How Not to Be Fooled: Sources Say

Always Ask Who Is Saying It – and Why?

Anonymous sources have become a media game of Chinese whispers. A Devil’s Curmudgeon.

In the dim, dark, pre-internet days, a journalist’s contact book was their prized possession. As veteran journalist Alex Mitchell recounts, his contacts “were the lifeblood of my professional life”. I still remember my first contact book, when I was a freelance music journalist in the 80s. It was a little, lime-green plastic-coated number I’d got from the Reject Shop, falling to pieces and crammed full of names and phone numbers. I’d have been stuffed without it.

These days a contact list is more likely to be a collection of mobile phone numbers and email addresses – or much worse, a Twitter feed. Alex Mitchell disparaged Millennial journalists who spend all their time browsing their Twitter feed. “They wouldn’t know a scoop if it sort of fell over them […] because they’re just getting stuff given to them off the internet or via press releases.
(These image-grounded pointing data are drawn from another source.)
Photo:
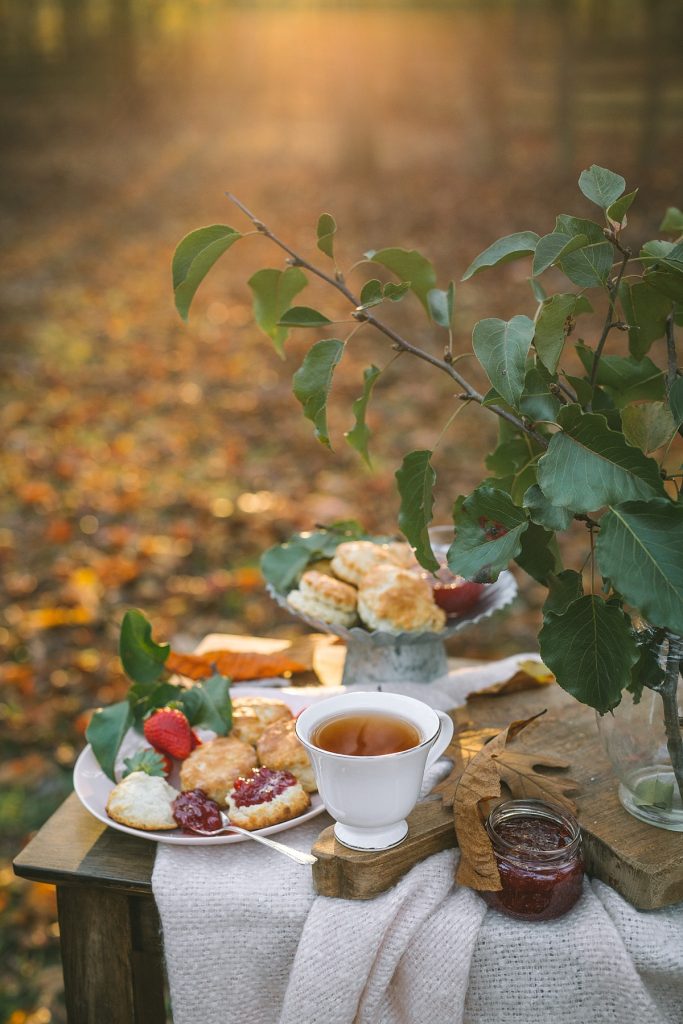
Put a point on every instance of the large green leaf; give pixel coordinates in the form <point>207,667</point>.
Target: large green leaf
<point>488,532</point>
<point>646,311</point>
<point>105,731</point>
<point>142,659</point>
<point>502,347</point>
<point>502,251</point>
<point>357,436</point>
<point>193,259</point>
<point>273,291</point>
<point>588,465</point>
<point>640,549</point>
<point>416,480</point>
<point>409,265</point>
<point>648,425</point>
<point>553,324</point>
<point>600,185</point>
<point>590,648</point>
<point>326,230</point>
<point>552,247</point>
<point>312,381</point>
That’s got nothing to do with journalism, that’s not serious.”

But if staying glued to Twitter locks modern journalists into an ever-shrinking echo-chamber, the ever-increasing reliance on anonymous sources is dragging modern journalism from the gutter to the whorehouse.

Coupled with the near-universal Trump Derangement of the modern media, the effect is that Legacy media journalists no longer merely peddle knowing lies; they’ve become almost completely divorced from reality. They are liars who don’t even know they’re lying any more.

Of course, there is nothing inherently wrong with using anonymous sources – I’ve done so myself. But a journalist should know their source and be capable of judging their trustworthiness. The Media Alliance Code of Ethics, should any journalist actually bother to dust it off, warns, “do not agree [to anonymity] without first considering the source’s motives”.

This is particularly true in politics. Leaks have been the lifeblood of political journalism since John Adams published the Hutchinson Letters. But leakers always have a personal agenda. In the case of the Hutchinson Letters, Benjamin Franklin (who intercepted the letters as Postmaster General) wanted to foment rebellion – an agenda Adams shared. Some politicians become practically addicted to leaking. Hypocrisy is rarely far away, either: more than one journalist can attest to private leakers publicly thundering against their own leaks.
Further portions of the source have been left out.